Esta última posibilidad era la que más le repugnaba, pero Raskolnikof era joven, escéptico, de espíritu abstracto y, por lo tanto, cruel, y no podía menos de considerar que esta última eventualidad era la más probable.

«Pero ¿es esto posible? —siguió reflexionando—. ¿Es posible que esta criatura que ha conservado la pureza de alma termine por hundirse a sabiendas en ese abismo horrible y hediondo? ¿No será que este hundimiento ha empezado ya, que ella ha podido soportar hasta ahora semejante vida porque el vicio ya no le repugna...? No, no; esto es imposible —exclamó mentalmente, repitiendo el grito lanzado por Sonia hacía un momento—: lo que hasta ahora le ha impedido arrojarse al canal ha sido el temor de cometer un pecado, y también esa familia... Parece que no se ha vuelto loca, pero ¿quién puede asegurar que esto no es simple apariencia? ¿Puede estar en su juicio? ¿Puede una persona hablar como habla ella sin estar loca? ¿Puede una mujer conservar la calma sabiendo que va a su perdición, y asomarse a ese abismo pestilente sin hacer caso cuando se habla del peligro? ¿No esperará un milagro...? Sí, seguramente. Y todo esto, ¿no son pruebas de enajenación mental?»

Se aferró obstinadamente a esta última idea. Esta solución le complacía más que ninguna otra. Empezó a examinar a Sonia atentamente.

—¿Rezas mucho, Sonia? —le preguntó.

La muchacha guardó silencio. Él, de pie a su lado, esperaba una respuesta.

—¿Qué habría sido de mí sin la ayuda de Dios?

Había dicho esto en un rápido susurro. Al mismo tiempo, lo miró con ojos fulgurantes y le apretó la mano.

«No me he equivocado», se dijo Raskolnikof.

—Pero ¿qué hace Dios por ti? —siguió preguntando el joven.

Sonia permaneció en silencio un buen rato.
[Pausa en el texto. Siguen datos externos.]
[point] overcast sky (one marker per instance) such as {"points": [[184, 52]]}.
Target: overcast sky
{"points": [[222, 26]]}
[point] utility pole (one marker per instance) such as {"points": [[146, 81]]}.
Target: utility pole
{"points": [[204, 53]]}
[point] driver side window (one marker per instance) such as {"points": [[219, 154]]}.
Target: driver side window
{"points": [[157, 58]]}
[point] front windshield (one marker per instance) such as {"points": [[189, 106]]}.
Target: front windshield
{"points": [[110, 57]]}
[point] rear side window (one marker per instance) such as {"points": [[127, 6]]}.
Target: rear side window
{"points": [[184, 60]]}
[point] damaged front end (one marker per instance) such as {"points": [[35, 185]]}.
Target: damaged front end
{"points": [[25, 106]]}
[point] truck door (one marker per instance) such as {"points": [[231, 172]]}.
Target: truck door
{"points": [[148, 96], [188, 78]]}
Parecía incapaz de responder. La emoción henchía su frágil pecho.

—¡Calle! No me pregunte. Usted no tiene derecho a hablar de estas cosas —exclamó de pronto, mirándole, severa e indignada.

«Es lo que he pensado, es lo que he pensado», se decía Raskolnikof.

—Dios todo lo puede —dijo Sonia, bajando de nuevo los

«Esto lo explica todo», pensó Raskolnikof. Y siguió observándola con ávida curiosidad.

Experimentaba una sensación extraña, casi enfermiza, mientras contemplaba aquella carita pálida, enjuta, de facciones irregulares y angulosas; aquellos ojos azules capaces de emitir verdaderas llamaradas y de expresar una pasión tan austera y vehemente; aquel cuerpecillo que temblaba de indignación. Todo esto le parecía cada vez más extraño, más ajeno a la realidad.

«Está loca, está loca», se repetía.

Sobre la cómoda había un libro. Raskolnikof le había dirigido una mirada cada vez que pasaba junto a él en sus idas y venidas por la habitación. Al fin cogió el volumen y lo examinó. Era una traducción rusa del Nuevo Testamento, un viejo libro con tapas de tafilete.

—¿De dónde has sacado este libro? —le preguntó desde el otro extremo de la habitación, cuando ella permanecía inmóvil cerca de la mesa.